Researchers and startups, two facets of innovation!

Playing an essential role at EPITA, the school’s researchers and experts also hosted several conferences. Didier Verna, teacher-researcher at the EPITA  Research Laboratory (LRE), gave a didactic lecture to explain the reality of a researcher’s job and, perhaps interest future engineers in a new vocation, some of whom could even join the school’s laboratory while working towards their degrees. Marc Plantevit and Philipp Schlehuber, also researchers at the LRE, chose to discuss, respectively, black box models (whose inner workings are essentially unknown) and the different angles of robotics. Juliette Chansard and Arnaud Lemettre, two members of 3IE, theschool’s digital experimentation and new uses laboratory, focused on dissecting today’s World Wide Web!

Finally, entrepreneurship, often synonymous with innovation, was also addressed, thanks to lecturers such as Guillaume Dion, Incubator Manager at IONIS361 and Daniel Jarjoura, Director of the EPITA StartUp Lab, two entities designed and conceived to encourage the development of promising projects.
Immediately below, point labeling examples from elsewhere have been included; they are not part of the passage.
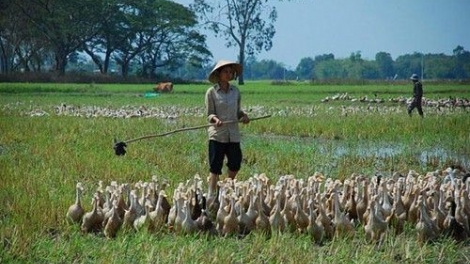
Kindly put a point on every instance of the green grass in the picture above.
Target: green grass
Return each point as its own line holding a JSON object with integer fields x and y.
{"x": 42, "y": 157}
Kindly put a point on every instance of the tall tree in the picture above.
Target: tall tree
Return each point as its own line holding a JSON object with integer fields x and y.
{"x": 246, "y": 24}
{"x": 305, "y": 68}
{"x": 66, "y": 25}
{"x": 384, "y": 65}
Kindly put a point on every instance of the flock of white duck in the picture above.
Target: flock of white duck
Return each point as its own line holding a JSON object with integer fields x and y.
{"x": 436, "y": 204}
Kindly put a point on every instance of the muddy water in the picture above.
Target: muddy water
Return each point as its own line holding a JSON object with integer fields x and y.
{"x": 379, "y": 150}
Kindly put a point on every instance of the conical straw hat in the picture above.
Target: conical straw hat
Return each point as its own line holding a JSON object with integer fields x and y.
{"x": 214, "y": 75}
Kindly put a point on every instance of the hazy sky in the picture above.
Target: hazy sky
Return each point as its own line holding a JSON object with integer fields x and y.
{"x": 306, "y": 28}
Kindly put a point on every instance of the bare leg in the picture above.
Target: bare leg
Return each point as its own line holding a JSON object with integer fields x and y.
{"x": 232, "y": 174}
{"x": 213, "y": 179}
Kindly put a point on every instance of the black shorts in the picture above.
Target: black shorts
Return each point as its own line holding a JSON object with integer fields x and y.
{"x": 218, "y": 151}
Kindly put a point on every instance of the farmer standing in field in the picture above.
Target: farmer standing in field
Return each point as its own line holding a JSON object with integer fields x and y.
{"x": 222, "y": 102}
{"x": 417, "y": 95}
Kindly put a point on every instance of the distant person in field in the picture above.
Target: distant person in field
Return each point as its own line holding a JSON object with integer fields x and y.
{"x": 417, "y": 95}
{"x": 223, "y": 104}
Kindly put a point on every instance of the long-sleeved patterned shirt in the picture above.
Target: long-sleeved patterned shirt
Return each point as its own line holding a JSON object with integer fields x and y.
{"x": 226, "y": 107}
{"x": 417, "y": 90}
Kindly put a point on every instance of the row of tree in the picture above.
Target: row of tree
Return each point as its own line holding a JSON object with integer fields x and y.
{"x": 155, "y": 38}
{"x": 36, "y": 35}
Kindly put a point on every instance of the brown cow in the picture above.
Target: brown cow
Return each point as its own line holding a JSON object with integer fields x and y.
{"x": 166, "y": 87}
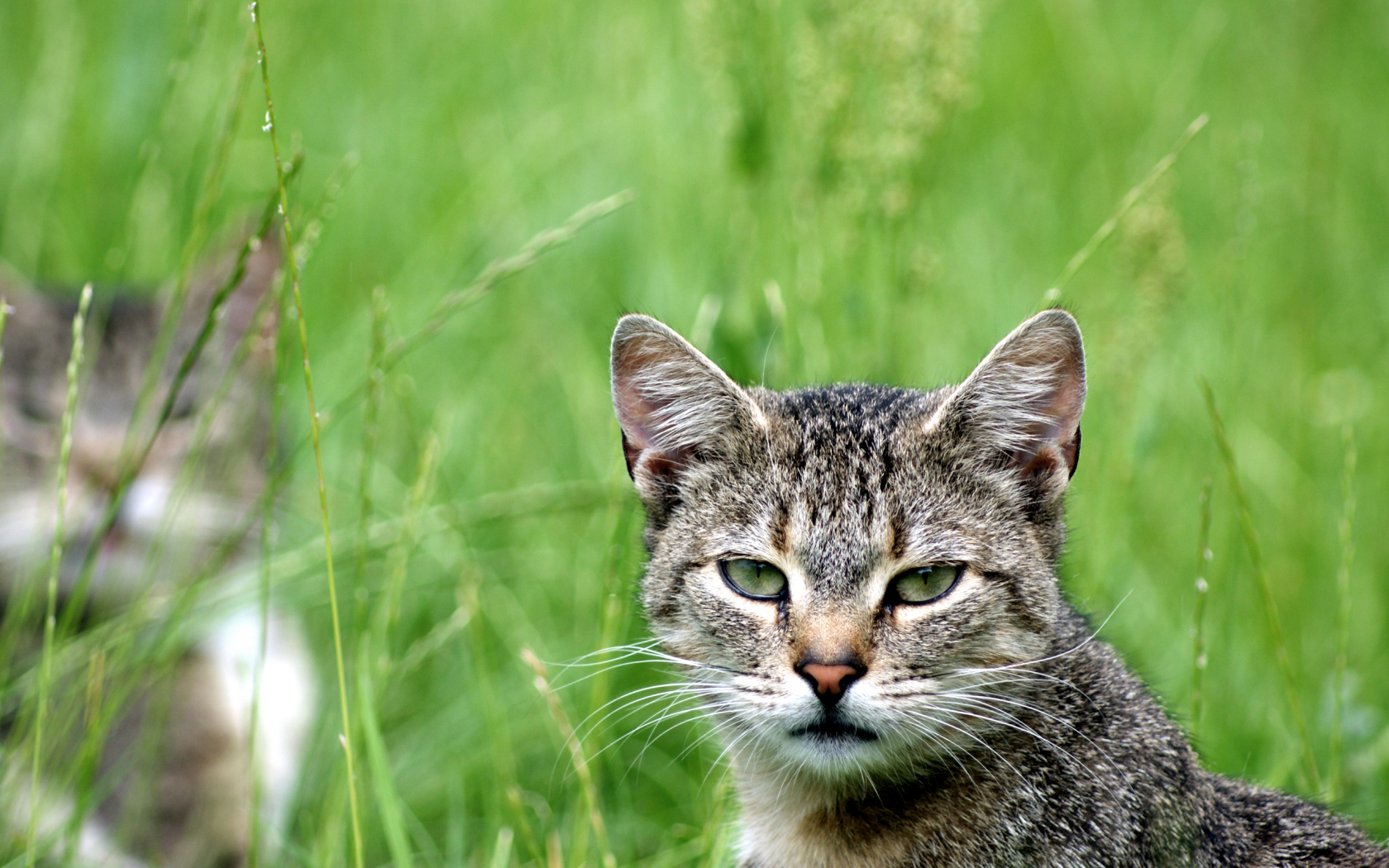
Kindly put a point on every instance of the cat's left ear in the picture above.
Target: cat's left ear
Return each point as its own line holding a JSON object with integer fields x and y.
{"x": 1023, "y": 404}
{"x": 677, "y": 408}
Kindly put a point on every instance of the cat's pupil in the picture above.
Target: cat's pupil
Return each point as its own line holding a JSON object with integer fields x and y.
{"x": 925, "y": 584}
{"x": 753, "y": 578}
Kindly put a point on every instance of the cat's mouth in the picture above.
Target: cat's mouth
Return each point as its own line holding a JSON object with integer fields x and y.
{"x": 833, "y": 729}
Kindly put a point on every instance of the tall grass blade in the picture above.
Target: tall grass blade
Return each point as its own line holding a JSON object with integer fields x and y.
{"x": 55, "y": 563}
{"x": 1125, "y": 204}
{"x": 370, "y": 438}
{"x": 263, "y": 585}
{"x": 1348, "y": 557}
{"x": 388, "y": 802}
{"x": 131, "y": 469}
{"x": 1203, "y": 564}
{"x": 313, "y": 428}
{"x": 1256, "y": 555}
{"x": 502, "y": 853}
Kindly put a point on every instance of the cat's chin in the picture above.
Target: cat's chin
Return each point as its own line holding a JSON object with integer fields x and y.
{"x": 833, "y": 735}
And to encourage future entrepreneurs to take the plunge, two alumni, who created their own companies, agreed to share their experiences as well as their educational and professional journeys: Hélène Levrault (EPITA class of 2012), co-founder & CTO of Verdikt a platform for the ecological performance of digital companies, and Killian Huyghe (class of 2015), co-founder of Alex Legal, a platform specialized in the digitalization of corporate law. Two incredibly inspiring speeches!